Wszystkie bilety na koncert zostały rozprowadzone pomiędzy członków PZPR. Dla prawdziwych fanów nie były dostępne. Dlatego wielu próbowało dostać się szturmem do Pałacu. Kongresowa była w stanie pomieścić 2,5 tys. osób. W pewnym momencie zrobiło się nerwowo. Doszło do ulicznej bitwy, w której milicja użyła pałek i armatek.

“Przed występem doszło do ekscesów chuligańskich wokół Sali Kongresowej. Tłumy młodzieży szturmowały wejścia na salę, porozbijano kandelabry i szklane gabloty. Stołeczna milicja była zmuszona sprowadzić armatkę wodna do opanowania tłumu” – odnotowano w kronice Pałacu Kultury i Nauki.



Rolling Stonesi w Warszawie

Sam koncert – a właściwie dwa, ponieważ następnego dnia Jagger i jego koledzy zagrali po raz drugi – wypadł słabo przez akustykę Kongresowej i system nagłośnieniowy. Doskwierały też problemy techniczne, na próbie dźwięku przed występem Brian Jones spalił kabel do organów.

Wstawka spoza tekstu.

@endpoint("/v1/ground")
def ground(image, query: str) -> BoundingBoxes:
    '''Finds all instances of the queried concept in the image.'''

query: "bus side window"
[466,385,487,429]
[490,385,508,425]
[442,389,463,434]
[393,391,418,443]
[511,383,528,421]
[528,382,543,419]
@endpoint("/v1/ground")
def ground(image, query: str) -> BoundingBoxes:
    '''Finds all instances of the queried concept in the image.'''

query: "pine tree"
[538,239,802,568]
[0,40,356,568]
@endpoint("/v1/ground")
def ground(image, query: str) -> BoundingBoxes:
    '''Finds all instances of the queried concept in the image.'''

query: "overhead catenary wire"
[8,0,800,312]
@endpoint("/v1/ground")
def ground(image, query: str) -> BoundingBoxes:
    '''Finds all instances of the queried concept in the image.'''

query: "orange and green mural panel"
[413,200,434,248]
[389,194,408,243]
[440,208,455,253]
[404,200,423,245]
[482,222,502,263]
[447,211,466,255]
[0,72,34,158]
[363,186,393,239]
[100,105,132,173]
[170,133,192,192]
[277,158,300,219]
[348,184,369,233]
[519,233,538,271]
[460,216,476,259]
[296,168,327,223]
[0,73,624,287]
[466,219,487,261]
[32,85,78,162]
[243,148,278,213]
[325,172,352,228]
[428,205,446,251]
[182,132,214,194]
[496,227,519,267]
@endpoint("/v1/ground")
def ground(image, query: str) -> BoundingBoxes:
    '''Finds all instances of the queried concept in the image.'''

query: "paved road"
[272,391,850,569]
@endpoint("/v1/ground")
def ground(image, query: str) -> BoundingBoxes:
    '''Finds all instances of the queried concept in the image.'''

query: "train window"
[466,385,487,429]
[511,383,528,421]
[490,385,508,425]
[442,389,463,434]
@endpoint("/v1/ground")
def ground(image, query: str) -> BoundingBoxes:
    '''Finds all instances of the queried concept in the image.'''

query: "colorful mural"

Przed Stonesami jako support wystąpiła polska grupa Czerwono-Czarni. Ale to na Stonesów czekała zgromadzona w Sali Kongresowej publiczność. Gdy na scenę wyszli Mick Jagger, Keith Richards, Brian Jones, Bill Wyman i Charlie Watts ryk publiczności wypełnił największą salę widowiskową w Warszawie.

Piosenki zagrane przez Stonesów w Warszawie: "Paint It Black", "19thy Nervous Breakdown", "Lady Jane", “Ruby Tuesday”, "Mother's Little Helper”, "(I Can't Get No) Satisfaction". Oba koncerty były krótkie, bo na więcej nie zgodził się management zespołu.

Czytaj także: Wałęsa napisał do The Rolling Stones. "Bronią wolności, ale potrzebują waszego wsparcia"

Bill Wyman wspomina koncert w Polsce

Basista Rolling Stonesów Bill Wyman w wywiadzie udzielonym Piotrowi Metzowi z 1997 roku wspomina, że był zszokowany wyglądem Warszawy.

"Było bardzo, bardzo szaro i ulice były bardzo puste (...) nie było kawiarni, restauracji, niczego takiego. Puste ulice i bardzo spokojnie. Nie mogliśmy nigdzie pójść. Gdy próbowaliśmy się ruszyć, zaraz w drzwiach stawali ludzie w tych obszernych płaszczach"- możemy przeczytać we wspomnieniach.

Basista opowiedział też o warunkach finansowych."Pieniądze były z tego żadne - nasze honorarium graniczyło z jałmużną. Ale słyszeliśmy, że młodzież we Wschodnim Bloku zdobywa nasze płyty na czarnym rynku i słucha nas w radio. Na długo zanim głastnost stała się modnym słowem, byliśmy skłonni rozbijać bariery pomiędzy Wschodem i Zachodem".